Salih Sedat Ersöz

Salih Sedat Ersöz

Çözüm, mânevi eğitim ve caydırıcı cezadır

Ülkemizde son yıllarda meydana gelen olaylar insanın kanını dondurtacak cinsten…

Büyük bir vicdansızlık ve insafsızlık örneği sergilenerek gerçekleştirilen toplu katliamlar, ölümle sonuçlanan vahşet derecesindeki olaylar, intiharlar, sabi yaştaki küçücük çocuklara kadar inen tecavüzler, terör saldırıları, töre cinayetleri, kan davaları, mafya hesaplaşmaları, öz annesinin boğazını kesecek derecede geçirilen cinnetler, faili meçhul cinayetler, katliamlar, trafik ve spor magandaları, intikam hırsı, tehditler, şantajlar, bıçaklamalar ve benzeri sayılamayacak kadar çok olaylar, olaylar… 

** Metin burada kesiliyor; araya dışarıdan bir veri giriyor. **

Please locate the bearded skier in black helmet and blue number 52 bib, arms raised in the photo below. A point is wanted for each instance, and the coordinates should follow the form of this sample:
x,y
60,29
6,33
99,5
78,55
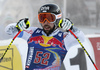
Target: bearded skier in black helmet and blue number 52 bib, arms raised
x,y
47,46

Hayvanlardan da aşağı derecelerde bulunan canilerin kırılası elleri ile meydana gelen bu acımasız ve iğrenç olaylardan sonra yavrularımız, gençlerimiz daha hayatlarının başlangıcında heder olup gitmekte ve onların aileleri, yakınları tarif edilemez acılara gark olmakta, yürekleri dağlanmakta ve hayatları boyunca büyük bir acının ızdırabı ile yaşamak zorunda kalmaktadırlar.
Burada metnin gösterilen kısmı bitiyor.